Genetic predisposition to cancer is usually suspected when the disease is diagnosed at a relatively young age. This pattern is largely true in familial cases seen in clinical settings, although the application of a genotype-first approach to an unselected population reveals great variability in the onset and prevalence of cancer. Our results indicate that age and family history alone are poor discriminators of breast cancer risk. We thus propose that existing genomic data be examined whenever possible during risk assessment.

Risk-based management

The guidelines for women with suspected hereditary predisposition to HBOC recommend earlier and more frequent screening than regular age dependent screening and optional preventive surgery [41]. In our cohort, 59% of female carriers followed the clinical surveillance recommendations during the follow-up period. Women with high-risk BRCA1/2 variants tend to prefer surveillance for breast cancer. The uptake of risk-reducing surgeries in our cohort was lesser than reported previously, with 31% of our participants choosing to undergo BSO compared with the 46% reported by Rowley et al. [1]. and no participant choosing to undergo bilateral mastectomy. Unfortunately there is no general registry for genetic disorders in Estonia, including hereditary cancer syndromes. However, the uptake of prophylactic mastectomy among patients is low. The uptake of risk-reducing procedures likely depends on different populations and cohorts, average age and other contextual factors including availability and reimbursement, clinical guidelines and traditions; these factors were currently not studied.

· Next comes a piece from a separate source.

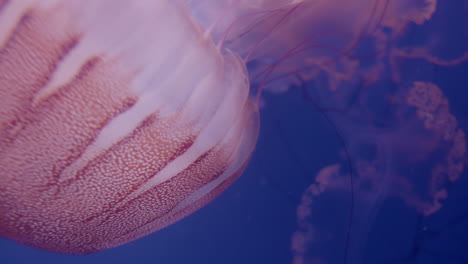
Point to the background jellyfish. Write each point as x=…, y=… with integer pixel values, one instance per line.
x=373, y=75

A possible limiting factor for long-term follow-up surveillance is that we obtained clinical follow-up data on individuals who participated in cascade screening from the collaborating oncologist and participating central hospital. Thus, these data may not reflect participants’ complete medical histories, including potential consultation with other oncologists and the use of surveillance services in the private sector. Thus, the actual rate of medical adherence may be somewhat higher than revealed by our analyses.

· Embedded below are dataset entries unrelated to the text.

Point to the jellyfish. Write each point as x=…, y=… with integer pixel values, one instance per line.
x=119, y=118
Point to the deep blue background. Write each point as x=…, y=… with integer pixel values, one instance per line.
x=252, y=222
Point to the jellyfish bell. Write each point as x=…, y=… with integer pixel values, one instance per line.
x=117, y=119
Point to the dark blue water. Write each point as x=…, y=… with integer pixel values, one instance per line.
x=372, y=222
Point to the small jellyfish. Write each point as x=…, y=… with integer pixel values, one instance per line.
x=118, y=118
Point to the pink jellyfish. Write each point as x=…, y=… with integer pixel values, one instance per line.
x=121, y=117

Population-scale impacts of screening

Our analysis demonstrated that EstBB participants and their family members who participated in cascade screening appreciated receiving their screening results. This finding is likely generalizable to the general population.

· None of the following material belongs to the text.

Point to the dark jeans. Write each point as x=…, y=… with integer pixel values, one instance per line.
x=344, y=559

Population biobank data provide information on the potential impact of population screening for high-risk individuals using tools currently offered to a limited group of individuals with significant personal or family histories indicative of genetic predisposition. The results of analogous genotype-first projects inform us about perceptions regarding the receipt of unexpected genetic results. Long-term follow-up data on high-risk variant carriers in the general population will aid assessment of the clinical utility of population screening. Läll et al. suggests polygenic risk together with germline variant testing could be an efficient complimentary tool for risk stratification in clinical practice for better screening and prevention [42].

At the end of 2019, more than 200,000 EstBB participants had been recruited. Array-based genotype data for all of these participants will become available by June 2020, and will be implemented as an integral part of the national personalized medicine initiative. Based on the 0.82% estimated prevalence of LP/KP variants from this study, more than 1000 EstBB participants could be BRCA1/2 variant carriers. Considering a reduction in the detection rate due to the long-range phasing nature of array-based data and a response rate of ~50%, the application of a genotype-first approach to HBOC and breast cancer screening in EstBB could impact up to 1600 potential BRCA1/2 carriers among EstBB participants alone, demonstrating the importance of this pilot evaluation of this type of approach.